VATICAN CITY — The Vatican has long sought an internationally guaranteed status for Jerusalem that safeguards its sacred character.
At an event Saturday for the opening of the Palestinian Embassy to the Holy See, Palestinian Authority President Mahmoud Abbas met with Pope Francis. After the meeting, in its communique, the Vatican didn’t refer to Jerusalem by name but said during the talks that “emphasis was placed on the importance of safeguarding the sanctity of the holy places for believers of all three of the Abrahamic religions.”
The meeting and statements came in the wake of news reports that President-elect Donald Trump plans to relocate the U.S. Embassy from Tel Aviv to Jerusalem, a move that Abbas warned could put prospects for peace in peril.
The Palestinians strongly oppose the embassy move, saying it would kill any hopes for negotiating an Israeli-Palestinian peace agreement and rile the region by undercutting Muslim and Christian claims to the city.
“We hope that this news is not true, because it is not encouraging and will disrupt and hinder the peace process,” Abbas said Saturday. He urged Trump to open a dialogue with both Israelis and Palestinians.
Trump hasn’t yet laid out a clear Middle East policy but has signaled that he will be more sympathetic to Israel’s hard-line right than previous U.S. administrations.
The Vatican, which keeps its embassy to Israel in Jaffa and backs a two-state solution, implicitly recognized a Palestinian state for years, but in 2015 made it official by signing a treaty with the Palestinians.
As he was leaving the pope’s study, Abbas said the opening of the new embassy to the Vatican was “a sign that the pope loves the people of Palestine and loves peace.”
In its statement, the Vatican called for a resumption of direct negotiations between Israelis and Palestinians “to bring an end to the violence that causes unacceptable suffering to civilian populations, and to find a just and lasting solution.”
It called for a climate that could lead to “courageous decisions.”
During the meeting, Abbas presented Francis with gifts recalling Christianity’s birthplace in the Holy Land, including a stone from the Church of the Holy Sepulcher in Jerusalem and documentation about the ongoing restoration of the Church of the Nativity in Bethlehem.

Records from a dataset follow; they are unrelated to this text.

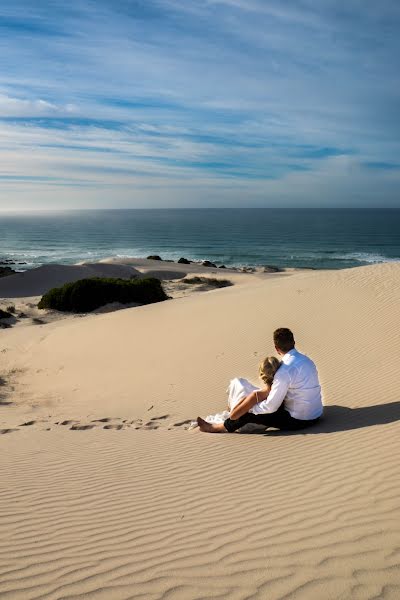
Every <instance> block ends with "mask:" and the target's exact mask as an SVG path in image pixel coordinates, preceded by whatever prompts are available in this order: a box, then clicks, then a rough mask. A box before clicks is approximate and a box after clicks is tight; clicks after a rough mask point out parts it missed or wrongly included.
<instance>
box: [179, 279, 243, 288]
mask: <svg viewBox="0 0 400 600" xmlns="http://www.w3.org/2000/svg"><path fill="white" fill-rule="evenodd" d="M182 283H187V284H189V285H196V284H202V285H207V286H209V287H213V288H220V287H228V286H229V285H233V283H232V281H229V279H216V277H197V276H196V277H186V278H185V279H182Z"/></svg>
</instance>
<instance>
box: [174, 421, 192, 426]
mask: <svg viewBox="0 0 400 600" xmlns="http://www.w3.org/2000/svg"><path fill="white" fill-rule="evenodd" d="M191 422H192V419H186V421H179V422H178V423H174V427H182V425H189V423H191Z"/></svg>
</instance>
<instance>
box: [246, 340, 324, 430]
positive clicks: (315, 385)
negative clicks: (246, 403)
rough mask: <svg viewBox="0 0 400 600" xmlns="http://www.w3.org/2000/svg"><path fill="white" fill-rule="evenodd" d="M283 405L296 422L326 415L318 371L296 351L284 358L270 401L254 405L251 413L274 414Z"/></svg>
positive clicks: (252, 408) (306, 357) (293, 350)
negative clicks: (268, 413) (301, 420)
mask: <svg viewBox="0 0 400 600" xmlns="http://www.w3.org/2000/svg"><path fill="white" fill-rule="evenodd" d="M282 402H284V407H285V409H286V410H287V411H288V412H289V413H290V415H291V416H292V417H293V418H294V419H301V420H306V421H307V420H310V419H316V418H317V417H320V416H321V415H322V412H323V406H322V399H321V386H320V384H319V380H318V372H317V368H316V366H315V364H314V363H313V361H312V360H311V359H310V358H308V356H305V355H304V354H301V353H300V352H298V351H297V350H296V349H295V348H293V349H292V350H289V352H287V353H286V354H285V355H284V356H283V358H282V364H281V366H280V367H279V369H278V370H277V372H276V373H275V377H274V381H273V383H272V386H271V391H270V393H269V395H268V398H267V399H266V400H263V401H262V402H259V403H258V404H255V405H254V406H253V408H251V409H250V411H249V412H251V413H253V414H255V415H262V414H265V413H273V412H276V411H277V410H278V408H279V407H280V405H281V404H282Z"/></svg>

After the papal meeting, Abbas formally inaugurated the new embassy across the street from one of the main gates of Vatican City. He pulled back a curtain revealing a plaque and extended the Palestinian flag from a flagpole outside a window.
The embassy, which is in the same building as the embassies of Peru, Ecuador and Burkina Faso, comes after recent accords in which the Vatican formally recognized the “State of Palestine.”
“This embassy is a place of pride for us, and we hope all of the countries of the world will recognize the state of Palestine, because this recognition will bring us closer to the peace process,” he said.